I recently tried to use itensor to solve the Rydberg atomic problem on a two-dimensional kagome lattice. In fact I already have a handwritten kagome lattice function.
But I found that the dmrg ground state energy is not the same when my kagome is tilted to the right and tilted to the left. This is driving me crazy, because I feel that the distances between these lattice points are all symmetrical, and after my testing this is true, the list of lattice distances is exactly the same, so the difference in energy is puzzling.
I don’t know if I need to provide some of my code to fix this. Looking forward to getting some pointers and help from you.
So the way that DMRG works for 2D systems is that it does not know about spatial distances between points of your lattice.

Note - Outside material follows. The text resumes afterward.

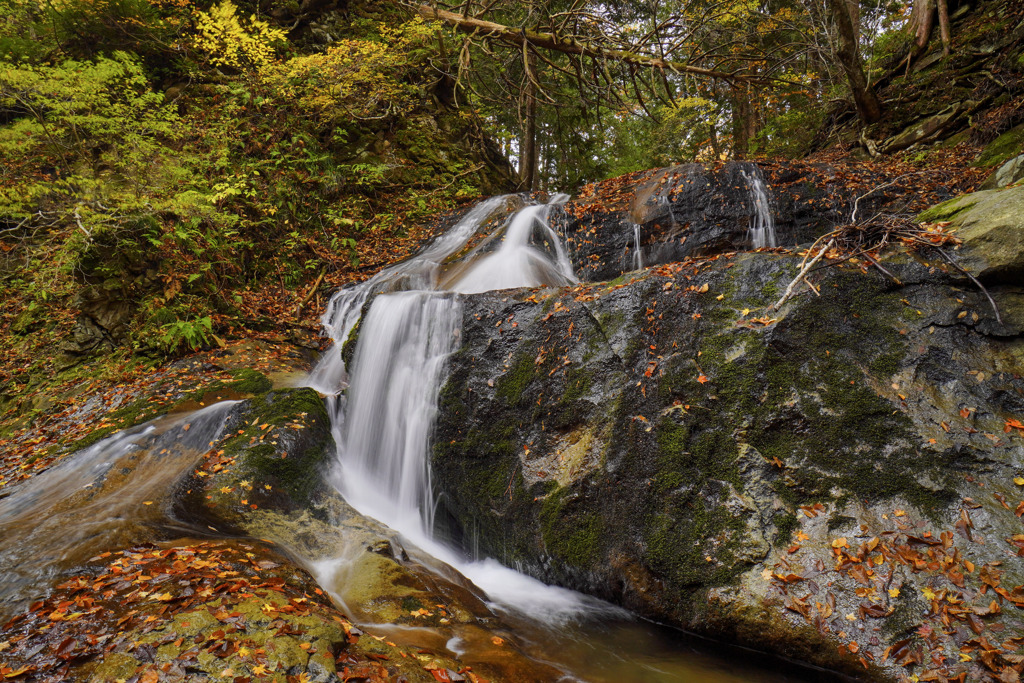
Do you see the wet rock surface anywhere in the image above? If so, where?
[433,184,1024,680]
[552,162,966,282]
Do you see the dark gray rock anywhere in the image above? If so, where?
[433,248,1024,680]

All it knows about is the graph topology of the interactions meaning which sites are connected to which other sites and by what strengths of couplings (e.g. the value of J for Heisenberg interactions).
Therefore the key question to ask is: are your two lattices the same in a graph sense? Meaning that the pattern of interactions connecting the sites are the same? If so, then DMRG must give the same result as the code cannot tell the two cases apart. If not, then for a finite-size system there is no reason a priori that DMRG should be giving the same results, and in general actually should give different results.
hi miles
Please forgive me for drawing my question in the picture in such a crude way.
As you can see in the picture, if I want to calculate a unit cell with Nx=2, Ny=3, I can take cells 1-6 and cells A-F. And both of these methods guarantee a total of 3x3x2 points, and the order of the grid points in each small triangle is also first white, then blue, and finally red.
My question is when I test the form of this lattice for calculations, should I get the same energy?
Thanks again for answering this question that bothers me.
So when you make you make a finite piece of your lattice into a system that you are going to do DMRG on, as you know what happens next is that the sites are ordered in a 1D fashion. Then the 2D Hamiltonian becomes a pseudo-1D Hamiltonian in this sense, with nearest-neighbor interactions in the 2D system becoming further-neighbor interactions in 1D.
The key thing to figure out to answer your question is whether this 1D Hamiltonian is the same or not for your two cases. If it isn’t the same, then there is no reason that the energies you get should be the same. If it is the same, then the energies have to be the same.